Why use H3 Indexing?

But why H3 indexing? Originally developed by Uber as a spatial indexing system, it divides the world into hexagonal grids, offering better proximity calculations than traditional methods like latitude and longitude bounding boxes. H3’s hierarchical structure allows for more flexible and efficient geospatial analysis. Together, ClickHouse and H3 enable users to perform high-performance geospatial queries on large datasets with ease.
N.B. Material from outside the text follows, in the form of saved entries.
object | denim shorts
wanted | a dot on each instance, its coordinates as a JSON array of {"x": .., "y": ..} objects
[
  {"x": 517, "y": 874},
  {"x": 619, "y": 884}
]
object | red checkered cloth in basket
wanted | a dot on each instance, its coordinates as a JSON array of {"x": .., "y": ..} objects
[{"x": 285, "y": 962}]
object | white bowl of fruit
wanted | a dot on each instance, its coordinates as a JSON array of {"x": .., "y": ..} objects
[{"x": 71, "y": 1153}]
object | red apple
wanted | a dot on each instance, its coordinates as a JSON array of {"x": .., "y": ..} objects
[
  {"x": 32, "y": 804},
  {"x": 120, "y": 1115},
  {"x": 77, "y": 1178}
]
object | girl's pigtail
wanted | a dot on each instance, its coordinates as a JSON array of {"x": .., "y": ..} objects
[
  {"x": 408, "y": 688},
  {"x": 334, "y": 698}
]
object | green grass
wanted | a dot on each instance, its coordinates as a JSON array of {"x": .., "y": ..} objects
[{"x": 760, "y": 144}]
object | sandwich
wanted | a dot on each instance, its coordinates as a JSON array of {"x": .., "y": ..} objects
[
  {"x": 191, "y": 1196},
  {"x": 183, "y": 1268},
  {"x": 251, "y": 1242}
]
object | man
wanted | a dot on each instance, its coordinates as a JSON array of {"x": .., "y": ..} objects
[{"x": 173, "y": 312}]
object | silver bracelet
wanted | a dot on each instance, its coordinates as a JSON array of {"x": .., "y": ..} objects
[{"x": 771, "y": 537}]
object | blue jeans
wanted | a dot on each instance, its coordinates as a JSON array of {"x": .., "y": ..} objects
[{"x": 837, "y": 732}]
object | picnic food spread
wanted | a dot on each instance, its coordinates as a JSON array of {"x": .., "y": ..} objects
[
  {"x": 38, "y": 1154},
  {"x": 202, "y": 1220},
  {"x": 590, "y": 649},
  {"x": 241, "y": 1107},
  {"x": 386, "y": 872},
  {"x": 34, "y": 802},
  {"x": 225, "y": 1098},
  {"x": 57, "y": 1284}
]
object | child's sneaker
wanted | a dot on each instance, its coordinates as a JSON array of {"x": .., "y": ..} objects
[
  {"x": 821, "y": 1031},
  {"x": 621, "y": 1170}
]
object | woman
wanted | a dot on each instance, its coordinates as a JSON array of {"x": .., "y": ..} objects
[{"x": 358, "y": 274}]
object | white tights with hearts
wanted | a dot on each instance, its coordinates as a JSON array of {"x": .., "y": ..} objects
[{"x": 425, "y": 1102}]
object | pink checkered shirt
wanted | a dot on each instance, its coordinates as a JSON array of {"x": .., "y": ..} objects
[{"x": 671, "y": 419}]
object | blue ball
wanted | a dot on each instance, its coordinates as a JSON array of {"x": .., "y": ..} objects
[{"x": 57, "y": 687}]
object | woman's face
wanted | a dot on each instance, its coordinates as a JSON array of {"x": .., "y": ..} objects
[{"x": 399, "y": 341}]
Figure 1: How H3 sees the world

The OpenCelliD dataset provides data about cell tower locations worldwide. Each record contains the latitude, longitude, and additional information about individual towers, such as their unique identifiers and network information. This dataset is used for:

  • Mapping and visualizing mobile network coverage.
  • Analyzing tower density and signal distribution in specific regions.
  • Identifying tower proximity to other geospatial features or points of interest.

The dataset contains approximately 5 million rows, which is very easy to manage with ClickHouse. However, due to the unique nature of tower cell signal propagation, OpenCelliD is an ideal candidate for showcasing the capabilities of H3 indexing in ClickHouse. We’ll use the latest dataset from OpenCelliD. That gives us great sample data, and we don’t need to download it manually. We’ll just use the url() function to insert it in our schema. We’ll see how to do this later.

What is H3?

As we said earlier, H3 divides the Earth into a grid of hexagonal cells. Each cell has a unique identifier called an H3 index. This hierarchical structure allows for varying levels of resolution, making H3 a flexible and scalable solution for a wide range of geospatial queries and visualizations.

Each H3 cell can be subdivided into smaller hexagonal cells at higher resolutions. The system supports 16 resolutions, from level 0 (covering the entire Earth) to level 15 (which can drill down to a hexagonal area of roughly 0.9 m²). This hierarchical grid allows you to zoom in or out on specific regions while maintaining a consistent spatial relationship between cells.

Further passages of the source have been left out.